Het Hof stelt de kosten die belanghebbende in verband met de behandeling van het hoger beroep heeft moeten maken overeenkomstig het Besluit proceskosten bestuursrecht vast op € 992 voor de kosten in hoger beroep (2 punten (verweerschrift en bijwonen zitting)  wegingsfactor 1  € 496). De overige proceskosten van belanghebbende zijn in overeenstemming met het Besluit proceskosten bestuursrecht te berekenen op reis en verblijfkosten, begroot op € 13,06 (reiskosten openbaar vervoer, retour tweede klas). De totale proceskostenvergoeding voor hoger beroep is € 1.005,06.
6. Beslissing
Het Hof:
- -bevestigt de uitspraak van de Rechtbank,
- -veroordeelt de Inspecteur in de proceskosten van belanghebbende in hoger beroep tot een bedrag van € 1.005,06,
- -bepaalt dat van de Inspecteur op het moment dat deze uitspraak onherroepelijk is komen vast te staan een griffierecht zal worden geheven van € 497.

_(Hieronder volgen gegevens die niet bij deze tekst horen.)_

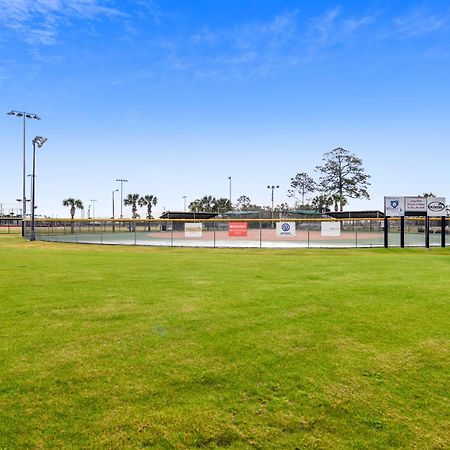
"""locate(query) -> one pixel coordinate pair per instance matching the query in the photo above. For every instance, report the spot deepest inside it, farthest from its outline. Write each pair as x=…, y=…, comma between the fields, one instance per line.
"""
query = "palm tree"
x=221, y=205
x=74, y=204
x=132, y=200
x=149, y=201
x=322, y=203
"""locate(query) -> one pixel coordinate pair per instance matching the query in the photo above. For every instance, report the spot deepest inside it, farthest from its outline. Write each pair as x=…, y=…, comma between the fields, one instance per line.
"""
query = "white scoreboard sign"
x=436, y=207
x=415, y=204
x=394, y=206
x=193, y=229
x=330, y=229
x=431, y=206
x=285, y=229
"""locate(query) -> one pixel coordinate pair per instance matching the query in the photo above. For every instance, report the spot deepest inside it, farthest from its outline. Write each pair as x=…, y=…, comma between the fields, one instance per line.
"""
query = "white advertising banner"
x=193, y=229
x=285, y=229
x=416, y=204
x=436, y=207
x=394, y=206
x=330, y=229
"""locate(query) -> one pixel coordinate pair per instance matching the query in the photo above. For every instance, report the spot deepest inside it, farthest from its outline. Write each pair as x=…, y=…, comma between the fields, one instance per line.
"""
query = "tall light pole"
x=113, y=195
x=39, y=141
x=122, y=180
x=272, y=188
x=24, y=115
x=93, y=208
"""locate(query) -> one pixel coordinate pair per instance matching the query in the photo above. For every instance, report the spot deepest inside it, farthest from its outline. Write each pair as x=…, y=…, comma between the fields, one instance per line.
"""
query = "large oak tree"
x=342, y=174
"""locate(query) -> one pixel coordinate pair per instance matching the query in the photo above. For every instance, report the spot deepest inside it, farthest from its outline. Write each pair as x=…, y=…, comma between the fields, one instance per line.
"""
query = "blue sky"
x=176, y=96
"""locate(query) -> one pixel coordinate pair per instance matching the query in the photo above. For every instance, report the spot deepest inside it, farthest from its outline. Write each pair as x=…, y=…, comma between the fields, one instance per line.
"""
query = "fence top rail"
x=150, y=221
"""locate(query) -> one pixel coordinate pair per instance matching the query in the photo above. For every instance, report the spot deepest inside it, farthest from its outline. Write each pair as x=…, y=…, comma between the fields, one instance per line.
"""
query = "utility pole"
x=122, y=180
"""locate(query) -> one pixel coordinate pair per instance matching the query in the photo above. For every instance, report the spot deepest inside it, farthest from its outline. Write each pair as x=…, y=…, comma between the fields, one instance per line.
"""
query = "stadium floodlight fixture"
x=273, y=187
x=24, y=115
x=93, y=208
x=39, y=141
x=121, y=180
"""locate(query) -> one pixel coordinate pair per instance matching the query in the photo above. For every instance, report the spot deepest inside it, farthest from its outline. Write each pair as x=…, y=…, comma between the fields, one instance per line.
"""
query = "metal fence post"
x=260, y=234
x=402, y=232
x=443, y=223
x=386, y=231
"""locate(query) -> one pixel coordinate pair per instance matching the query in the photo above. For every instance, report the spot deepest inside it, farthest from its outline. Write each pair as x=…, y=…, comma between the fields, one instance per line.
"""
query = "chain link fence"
x=252, y=233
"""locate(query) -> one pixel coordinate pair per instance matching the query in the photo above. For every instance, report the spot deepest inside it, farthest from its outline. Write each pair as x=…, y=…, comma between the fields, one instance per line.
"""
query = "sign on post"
x=237, y=229
x=193, y=229
x=330, y=229
x=285, y=229
x=394, y=206
x=416, y=205
x=436, y=207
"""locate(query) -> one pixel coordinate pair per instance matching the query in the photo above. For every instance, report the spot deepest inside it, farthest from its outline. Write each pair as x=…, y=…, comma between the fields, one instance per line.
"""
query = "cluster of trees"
x=341, y=176
x=209, y=203
x=133, y=200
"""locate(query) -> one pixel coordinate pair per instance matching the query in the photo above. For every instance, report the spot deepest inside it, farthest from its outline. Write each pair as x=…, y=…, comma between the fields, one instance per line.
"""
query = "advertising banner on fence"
x=193, y=229
x=237, y=229
x=416, y=205
x=330, y=229
x=285, y=229
x=394, y=206
x=436, y=207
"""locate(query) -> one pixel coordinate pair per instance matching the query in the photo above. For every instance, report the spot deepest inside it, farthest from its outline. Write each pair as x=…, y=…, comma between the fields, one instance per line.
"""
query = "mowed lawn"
x=121, y=347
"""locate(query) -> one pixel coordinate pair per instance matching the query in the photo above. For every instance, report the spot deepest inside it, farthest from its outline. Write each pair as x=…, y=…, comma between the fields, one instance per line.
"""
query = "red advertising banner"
x=237, y=229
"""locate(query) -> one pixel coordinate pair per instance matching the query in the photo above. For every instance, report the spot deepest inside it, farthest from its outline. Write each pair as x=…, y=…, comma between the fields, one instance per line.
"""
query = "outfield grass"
x=122, y=347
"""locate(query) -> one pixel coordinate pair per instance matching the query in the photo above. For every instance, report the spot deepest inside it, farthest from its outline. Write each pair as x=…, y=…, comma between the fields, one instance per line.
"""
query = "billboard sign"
x=237, y=229
x=193, y=229
x=285, y=229
x=394, y=206
x=330, y=229
x=416, y=205
x=436, y=207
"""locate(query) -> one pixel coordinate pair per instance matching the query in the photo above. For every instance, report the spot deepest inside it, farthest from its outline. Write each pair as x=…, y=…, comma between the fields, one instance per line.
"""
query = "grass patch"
x=122, y=347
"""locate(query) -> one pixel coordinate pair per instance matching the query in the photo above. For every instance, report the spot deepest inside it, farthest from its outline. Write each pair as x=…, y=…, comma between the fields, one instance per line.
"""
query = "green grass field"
x=123, y=347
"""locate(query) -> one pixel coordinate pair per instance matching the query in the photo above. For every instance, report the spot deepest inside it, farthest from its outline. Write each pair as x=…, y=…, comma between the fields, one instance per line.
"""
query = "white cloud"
x=332, y=27
x=420, y=22
x=39, y=21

Deze uitspraak is gedaan door mr. A. van Dongen, voorzitter, mr. R.F.C. Spek en mr. A.J.H. van Suilen, in tegenwoordigheid van drs. S. Darwinkel als griffier.
De beslissing is op 29 november 2016 in het openbaar uitgesproken.
De griffier, De voorzitter,
(S. Darwinkel) | (A. van Dongen) |
Afschriften zijn aangetekend per post verzonden op : 1 december 2016
Tegen deze uitspraak kunnen beide partijen binnen zes weken na de verzenddatum beroep in cassatie instellen bij
de Hoge Raad der Nederlanden (belastingkamer),
Postbus 20303,
2500 EH Den Haag.
Daarbij moet het volgende in acht worden genomen:
1. bij het beroepschrift wordt een afschrift van deze uitspraak overgelegd;
2 – het beroepschrift moet ondertekend zijn en ten minste het volgende vermelden:
a. de naam en het adres van de indiener;
b. de dagtekening;
c. een omschrijving van de uitspraak waartegen het beroep in cassatie is gericht;
d. de gronden van het beroep in cassatie.
Voor het instellen van beroep in cassatie is griffierecht verschuldigd. Na het instellen van beroep in cassatie ontvangt de indiener een nota griffierecht van de griffier van de Hoge Raad. In het cassatieberoepschrift kan de Hoge Raad verzocht worden om de wederpartij te veroordelen in de proceskosten.